Question

If the degree of dissociation of formic acid is 11.0\%, what is the molar conductivity of its 0.02 M solution? \[ \text{Given: } \Lambda^\infty (\mathrm{H}^+) = 349.6 \, \text{S cm}^2 \text{mol}^{-1}, \quad \Lambda^\infty (\mathrm{HCOO}^-) = 54.6 \, \text{S cm}^2 \text{mol}^{-1}. \]

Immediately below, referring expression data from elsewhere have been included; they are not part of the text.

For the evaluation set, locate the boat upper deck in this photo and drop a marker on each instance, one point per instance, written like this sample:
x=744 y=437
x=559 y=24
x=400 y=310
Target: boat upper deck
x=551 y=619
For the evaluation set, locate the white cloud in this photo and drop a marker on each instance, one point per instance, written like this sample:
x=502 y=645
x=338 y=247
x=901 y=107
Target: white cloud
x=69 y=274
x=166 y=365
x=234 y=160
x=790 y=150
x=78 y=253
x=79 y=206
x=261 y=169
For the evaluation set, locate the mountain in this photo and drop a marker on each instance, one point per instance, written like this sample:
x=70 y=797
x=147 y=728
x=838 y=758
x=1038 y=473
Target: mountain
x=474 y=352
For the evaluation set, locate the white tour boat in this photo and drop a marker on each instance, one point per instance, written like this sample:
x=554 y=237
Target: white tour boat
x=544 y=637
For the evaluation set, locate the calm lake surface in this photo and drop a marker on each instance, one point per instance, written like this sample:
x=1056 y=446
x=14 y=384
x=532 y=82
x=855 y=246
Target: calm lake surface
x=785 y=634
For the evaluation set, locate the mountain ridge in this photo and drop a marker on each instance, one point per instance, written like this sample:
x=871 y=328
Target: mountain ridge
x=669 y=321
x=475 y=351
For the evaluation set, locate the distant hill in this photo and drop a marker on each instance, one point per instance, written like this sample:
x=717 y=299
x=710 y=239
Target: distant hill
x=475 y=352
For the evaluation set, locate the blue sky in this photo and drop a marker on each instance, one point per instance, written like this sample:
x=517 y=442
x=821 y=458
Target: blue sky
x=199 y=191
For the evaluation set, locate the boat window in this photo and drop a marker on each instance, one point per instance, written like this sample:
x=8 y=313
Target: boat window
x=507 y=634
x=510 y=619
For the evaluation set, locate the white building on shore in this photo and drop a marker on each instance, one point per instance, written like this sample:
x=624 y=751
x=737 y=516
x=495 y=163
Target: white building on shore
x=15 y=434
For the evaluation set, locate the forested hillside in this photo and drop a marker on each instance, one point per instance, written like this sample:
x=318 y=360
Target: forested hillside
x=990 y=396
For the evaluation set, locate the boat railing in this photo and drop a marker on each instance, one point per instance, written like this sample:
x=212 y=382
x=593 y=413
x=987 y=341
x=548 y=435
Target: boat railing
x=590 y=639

• A. \(44.46\, \text{S cm}^2 \text{mol}^{-1}\)
• B. \(44.46\, \text{S cm}^2 \text{mol}^{-1}\)
• C. \(22.23\, \text{S cm}^2 \text{mol}^{-1}\)
• D. \(22.23\, \text{S cm}^2 \text{mol}^{-1}\)

Hint:

Molar conductivity at any degree of dissociation is \(\alpha\) times the sum of the ionic molar conductivities at infinite dilution. - Formic acid is a weak acid; only 11\% of it dissociates under the given conditions.

Answer 1

The Correct Option is B

Step 1: Total Limiting Molar Conductivity for Full Dissociation \[ \Lambda^\infty_{\text{(formic acid)}} = \Lambda^\infty(\mathrm{H}^+) + \Lambda^\infty(\mathrm{HCOO}^-) = 349.6 + 54.6 = 404.2 \, \text{S cm}^2 \text{mol}^{-1}. \] Step 2: Apply the Degree of Dissociation (\(\alpha\)) Given \(\alpha = 11\% = 0.11\). The \emph{actual} molar conductivity \(\Lambda_m\) at this concentration is: \[ \Lambda_m = \alpha \,\Lambda^\infty_{\text{(formic acid)}} = 0.11 \times 404.2 = 44.462 \approx 44.46 \, \text{S cm}^2 \text{mol}^{-1}. \] Hence, the molar conductivity of the 0.02 M solution is approximately \(44.46\, \text{S cm}^2 \text{mol}^{-1}\).